もしかするとタイマーで切れるはずの暖房をつけたまま寝てしまったのか、と身を起こそうとして、初めて視界がぐらぐらすることに気がついた。熱だ。
会社に欠勤のメールを打って(退社の話をしたばかりだから気まずいのだけれど、体調ばかりは仕方ないと割り切った)、もう一度寝た。

10時過ぎに起きてもなお熱と腹痛があったので、近くの内科に電話した。病院にせよ美容室にせよ、予約の電話というものが凄まじく苦手だ。

 

「◯◯医院です」
「アッ!あ、しんりょ…診察……診察を……」
「ご予約ですか」
「よや、あの、今日……」
「当日予約でしょうか」
「アッ!?え、ええ……」

 

みたいになる。必ず。

今日は電話に比較的穏やかな女性が出てくれたので助かった。「アッ、」も2回位しか言っていないと思う。

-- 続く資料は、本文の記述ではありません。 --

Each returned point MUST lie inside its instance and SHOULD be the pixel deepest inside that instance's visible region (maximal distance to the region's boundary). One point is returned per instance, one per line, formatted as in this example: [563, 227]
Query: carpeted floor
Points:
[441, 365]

どうせ近所の病院だ、とくたびれたニットとズボンを履く。玄関で母に「セレモニースタッフって感じね」と声をかけられ鏡を見ると、上下どころか靴も黒だ。セレモニーってお別れのか。さして気にせずに家を出る。

昨日の雪はほとんど溶けていて、空はカラッとしていた。マグリットの絵みたいに妙に概念的な雲が浮かんでいて、ぼんやりとそれを見ていたらコンビニの車止めにつまずく。

 

 

 

内科に着くころには何故か熱はすっきりと引いていて、気持ちよくない腹痛だけが残っていた。それを医師に伝えると、「お腹の風邪ではないようだからまあストレスですかね、風邪のお薬も出しておきますが」と煮え切らない診断をされる。

 

会計までの待ち時間に、川端康成の「掌の小説」を読む。川端が好きな作家かと訊かれたら特にそうでもないのだけれど、「片腕」とかああいう超短編は無性に読みたくなるときがある。

掌の小説のなかだと、「海」という短編が好きだ。すごいざっくり言うと、故郷の朝鮮に思いを残したままの女の子が、日本人の男に「夫婦になれ」と連れていかれる話。3ページほどの、いわばショートショート

特にストーリーがどうとかじゃなく、女の子が最後に言う
「私に海が見えないようにして連れて行ってね。」
という台詞が不思議に好きだ。

 

 

 

病院からの帰り、行きとは違う道を通る。ひとつ先の駅の目の前にあったバー(のようなもの)が潰れていた。
2回だけ行ったことのある店だった。お酒は冗談みたいに美味しくなくて、店員さんの声が大きすぎたことだけやたら覚えていた。

 

店の前を通るとき、新しい看板が見えた。「スナック 星」。
そっか、あの店は星になっちゃったんだな、と思いながら歩いた。まっ昼間なのに、「スナック 星」のネオンはぎらぎらと光っていた。